By Nilima Choudhury 

The UN hopes a new treaty signed by African governments, industry representatives and civil society organisations this week will slow levels of illegal timber trading in the Congo Basin.

The Brazzaville Declaration marks the latest effort by the international community to slow the destruction of Africa’s rainforests.

Backed by the governments of the Republic of the Congo, Cameroon, the Central African Republic, the Democratic Republic of the Congo, Côte d’Ivoire and Gabon, the agreement focuses on boosting transparency, forest governance and timber tracking.

Covering an area of 300 million hectares, the Congo Basin harbours the world’s second largest tropical forest, but the UN estimates net forest loss is around 700,000 hectares a year.

The agreement recognises the “importance of the forestry sector in the socio-economic development and its contribution to food security and nutrition on the one hand and its role in the preservation of the global climate and biodiversity conservation on the other.”

Recent research shows that Congo Basin tree species are larger in stature on average than their Amazon counterparts, suggesting the African rainforest may be a larger carbon storehouse and a crucial resource for productive and sustainable forest management.

Climate change

WWF says up to a fifth of global greenhouse gas emissions come from deforestation and forest degradation.

Trees in the Congo Basin are also a major source of illegal timber, part of a global trade that costs governments around $10 billion per year in lost tax revenues worldwide.

Simon Counsell, executive director of campaign group Rainforest Foundation UK described the agreement as an ‘important step’, but argued it needs to be more ambitious.

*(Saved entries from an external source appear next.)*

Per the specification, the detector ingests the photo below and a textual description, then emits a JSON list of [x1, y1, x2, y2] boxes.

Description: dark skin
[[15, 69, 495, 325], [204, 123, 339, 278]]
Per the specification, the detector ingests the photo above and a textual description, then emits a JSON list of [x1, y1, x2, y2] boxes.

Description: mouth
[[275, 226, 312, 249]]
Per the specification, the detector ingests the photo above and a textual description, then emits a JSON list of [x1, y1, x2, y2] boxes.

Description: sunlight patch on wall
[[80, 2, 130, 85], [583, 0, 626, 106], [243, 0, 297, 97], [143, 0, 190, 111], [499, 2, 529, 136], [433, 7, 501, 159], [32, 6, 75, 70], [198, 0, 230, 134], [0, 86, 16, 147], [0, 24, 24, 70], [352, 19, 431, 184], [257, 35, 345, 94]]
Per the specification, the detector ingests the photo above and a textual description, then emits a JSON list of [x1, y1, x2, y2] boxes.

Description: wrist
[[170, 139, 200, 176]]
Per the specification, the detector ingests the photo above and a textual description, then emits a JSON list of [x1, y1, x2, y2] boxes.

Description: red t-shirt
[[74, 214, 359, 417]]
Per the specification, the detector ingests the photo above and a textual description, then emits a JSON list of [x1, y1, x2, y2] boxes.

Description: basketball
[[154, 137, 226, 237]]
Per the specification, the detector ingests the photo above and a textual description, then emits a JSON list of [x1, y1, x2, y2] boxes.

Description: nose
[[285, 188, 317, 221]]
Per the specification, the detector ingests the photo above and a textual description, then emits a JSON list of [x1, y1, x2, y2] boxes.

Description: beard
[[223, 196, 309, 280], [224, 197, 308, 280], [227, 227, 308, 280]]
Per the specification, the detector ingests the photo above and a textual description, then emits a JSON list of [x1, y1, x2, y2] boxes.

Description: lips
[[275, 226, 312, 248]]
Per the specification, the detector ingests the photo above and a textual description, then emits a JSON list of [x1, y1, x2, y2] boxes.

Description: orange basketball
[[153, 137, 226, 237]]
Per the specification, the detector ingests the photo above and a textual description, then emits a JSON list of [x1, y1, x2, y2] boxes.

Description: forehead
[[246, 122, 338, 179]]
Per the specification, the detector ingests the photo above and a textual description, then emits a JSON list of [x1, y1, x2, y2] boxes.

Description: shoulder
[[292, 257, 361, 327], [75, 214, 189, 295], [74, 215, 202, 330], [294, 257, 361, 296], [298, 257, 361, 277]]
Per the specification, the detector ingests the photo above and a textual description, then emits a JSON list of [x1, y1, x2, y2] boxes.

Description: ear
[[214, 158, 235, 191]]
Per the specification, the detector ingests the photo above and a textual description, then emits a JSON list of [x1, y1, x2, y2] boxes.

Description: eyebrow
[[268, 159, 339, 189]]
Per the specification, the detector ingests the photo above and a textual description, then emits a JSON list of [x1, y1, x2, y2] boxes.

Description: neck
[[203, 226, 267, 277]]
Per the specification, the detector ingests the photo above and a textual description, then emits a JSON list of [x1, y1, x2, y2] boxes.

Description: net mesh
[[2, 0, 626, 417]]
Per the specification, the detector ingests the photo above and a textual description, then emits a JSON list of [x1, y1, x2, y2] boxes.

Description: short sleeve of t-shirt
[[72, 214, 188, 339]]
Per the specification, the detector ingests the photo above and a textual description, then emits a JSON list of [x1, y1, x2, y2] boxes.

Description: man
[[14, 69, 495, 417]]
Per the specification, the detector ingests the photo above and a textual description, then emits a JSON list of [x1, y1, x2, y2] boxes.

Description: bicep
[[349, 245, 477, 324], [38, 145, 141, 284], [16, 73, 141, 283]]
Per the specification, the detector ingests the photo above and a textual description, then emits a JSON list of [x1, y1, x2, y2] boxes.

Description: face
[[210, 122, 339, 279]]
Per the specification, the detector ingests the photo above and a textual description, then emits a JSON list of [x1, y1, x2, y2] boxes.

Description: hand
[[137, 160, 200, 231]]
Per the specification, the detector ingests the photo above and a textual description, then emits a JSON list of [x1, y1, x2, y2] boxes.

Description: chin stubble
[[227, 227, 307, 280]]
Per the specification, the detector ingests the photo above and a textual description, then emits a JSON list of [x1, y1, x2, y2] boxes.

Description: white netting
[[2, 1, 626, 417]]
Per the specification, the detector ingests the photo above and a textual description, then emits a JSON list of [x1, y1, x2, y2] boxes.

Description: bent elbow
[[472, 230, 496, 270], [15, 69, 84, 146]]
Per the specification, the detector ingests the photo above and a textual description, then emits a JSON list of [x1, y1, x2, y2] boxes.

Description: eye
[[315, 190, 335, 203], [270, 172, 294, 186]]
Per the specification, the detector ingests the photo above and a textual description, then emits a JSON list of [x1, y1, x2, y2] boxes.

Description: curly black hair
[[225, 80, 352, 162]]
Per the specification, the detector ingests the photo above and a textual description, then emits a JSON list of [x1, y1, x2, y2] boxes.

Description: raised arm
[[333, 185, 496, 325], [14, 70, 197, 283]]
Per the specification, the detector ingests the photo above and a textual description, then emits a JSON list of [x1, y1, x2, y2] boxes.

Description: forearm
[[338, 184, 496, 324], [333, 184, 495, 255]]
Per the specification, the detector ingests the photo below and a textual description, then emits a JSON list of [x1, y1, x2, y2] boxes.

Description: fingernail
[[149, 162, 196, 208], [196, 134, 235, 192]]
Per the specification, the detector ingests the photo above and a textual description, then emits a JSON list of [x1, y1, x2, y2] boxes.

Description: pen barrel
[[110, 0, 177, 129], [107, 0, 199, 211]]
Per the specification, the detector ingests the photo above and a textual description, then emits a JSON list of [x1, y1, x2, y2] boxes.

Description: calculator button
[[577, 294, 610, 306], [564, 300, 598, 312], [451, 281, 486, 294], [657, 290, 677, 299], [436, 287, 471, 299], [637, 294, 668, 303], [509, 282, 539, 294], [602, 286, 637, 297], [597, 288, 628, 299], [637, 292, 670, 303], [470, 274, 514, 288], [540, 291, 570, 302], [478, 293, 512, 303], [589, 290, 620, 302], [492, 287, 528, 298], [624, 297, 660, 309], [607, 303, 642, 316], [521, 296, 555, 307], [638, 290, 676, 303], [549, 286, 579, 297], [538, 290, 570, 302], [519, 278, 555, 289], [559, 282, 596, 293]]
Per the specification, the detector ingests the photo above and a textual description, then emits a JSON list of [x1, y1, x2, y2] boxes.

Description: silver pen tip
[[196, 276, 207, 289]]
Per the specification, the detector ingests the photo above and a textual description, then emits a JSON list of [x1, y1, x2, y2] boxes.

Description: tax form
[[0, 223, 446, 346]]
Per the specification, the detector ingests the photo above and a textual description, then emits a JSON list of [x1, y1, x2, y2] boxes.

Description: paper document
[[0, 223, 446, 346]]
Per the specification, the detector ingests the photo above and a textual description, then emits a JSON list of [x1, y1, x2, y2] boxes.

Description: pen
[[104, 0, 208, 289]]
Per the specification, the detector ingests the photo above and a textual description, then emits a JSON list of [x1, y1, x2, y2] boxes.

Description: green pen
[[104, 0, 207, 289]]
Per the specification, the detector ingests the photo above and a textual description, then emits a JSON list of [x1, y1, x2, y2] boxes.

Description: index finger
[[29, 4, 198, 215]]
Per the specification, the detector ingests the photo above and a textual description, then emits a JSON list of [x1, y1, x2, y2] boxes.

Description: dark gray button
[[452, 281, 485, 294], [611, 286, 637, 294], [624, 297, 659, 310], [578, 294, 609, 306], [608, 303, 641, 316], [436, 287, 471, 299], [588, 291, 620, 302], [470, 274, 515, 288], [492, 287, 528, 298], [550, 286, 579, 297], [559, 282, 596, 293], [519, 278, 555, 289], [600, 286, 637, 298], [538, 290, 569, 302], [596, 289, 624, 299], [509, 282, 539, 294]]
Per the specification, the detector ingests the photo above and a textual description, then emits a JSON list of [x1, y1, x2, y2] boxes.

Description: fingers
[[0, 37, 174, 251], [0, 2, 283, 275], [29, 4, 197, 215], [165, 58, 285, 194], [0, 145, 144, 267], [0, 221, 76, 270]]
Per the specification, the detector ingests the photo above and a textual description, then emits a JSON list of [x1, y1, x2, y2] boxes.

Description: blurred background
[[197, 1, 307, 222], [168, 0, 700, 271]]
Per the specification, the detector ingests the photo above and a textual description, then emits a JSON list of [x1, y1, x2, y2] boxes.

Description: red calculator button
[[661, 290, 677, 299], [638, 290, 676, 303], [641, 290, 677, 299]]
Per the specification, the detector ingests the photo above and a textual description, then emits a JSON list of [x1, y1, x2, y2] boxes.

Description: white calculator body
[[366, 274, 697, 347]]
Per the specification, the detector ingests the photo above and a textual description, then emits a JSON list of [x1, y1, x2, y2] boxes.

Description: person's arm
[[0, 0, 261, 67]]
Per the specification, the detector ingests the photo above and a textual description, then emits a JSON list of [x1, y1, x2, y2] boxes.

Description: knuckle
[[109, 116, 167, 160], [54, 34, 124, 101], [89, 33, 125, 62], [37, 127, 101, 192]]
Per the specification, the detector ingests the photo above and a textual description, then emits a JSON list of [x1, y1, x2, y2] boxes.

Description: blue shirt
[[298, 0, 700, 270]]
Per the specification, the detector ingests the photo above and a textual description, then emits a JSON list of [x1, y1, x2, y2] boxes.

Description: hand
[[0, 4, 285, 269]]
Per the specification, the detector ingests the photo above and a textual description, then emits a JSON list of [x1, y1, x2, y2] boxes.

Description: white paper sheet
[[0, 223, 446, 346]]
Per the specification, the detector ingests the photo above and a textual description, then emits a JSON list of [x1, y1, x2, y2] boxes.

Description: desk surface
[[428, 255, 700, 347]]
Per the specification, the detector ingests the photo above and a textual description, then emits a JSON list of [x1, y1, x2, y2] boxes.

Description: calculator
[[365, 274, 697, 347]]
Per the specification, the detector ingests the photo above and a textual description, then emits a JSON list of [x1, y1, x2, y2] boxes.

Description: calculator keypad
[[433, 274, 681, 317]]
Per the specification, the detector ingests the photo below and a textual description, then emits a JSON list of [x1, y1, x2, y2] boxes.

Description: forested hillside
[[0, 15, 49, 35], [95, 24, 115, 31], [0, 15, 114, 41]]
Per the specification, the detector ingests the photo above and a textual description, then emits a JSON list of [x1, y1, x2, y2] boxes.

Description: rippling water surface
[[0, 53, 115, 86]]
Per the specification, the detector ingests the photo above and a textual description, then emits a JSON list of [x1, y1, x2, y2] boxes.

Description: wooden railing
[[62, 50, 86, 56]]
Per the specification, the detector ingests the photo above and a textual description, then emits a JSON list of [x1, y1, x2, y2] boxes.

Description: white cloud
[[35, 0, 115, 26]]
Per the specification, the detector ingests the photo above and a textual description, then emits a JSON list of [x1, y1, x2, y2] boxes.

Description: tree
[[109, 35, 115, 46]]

“Noticeably, the declaration has nothing to say about the potential role of local communities, of which there are many tens of thousands in the Central African forests, in helping to protect their environment and prevent illegal destruction, nor indeed about civil society organisations,” he said.

“In many ways this reads more as a ‘timber industry charter’ than it does something aimed at preventing forest destruction, and appears to learn nothing from the previous decades of experience in this region and elsewhere.”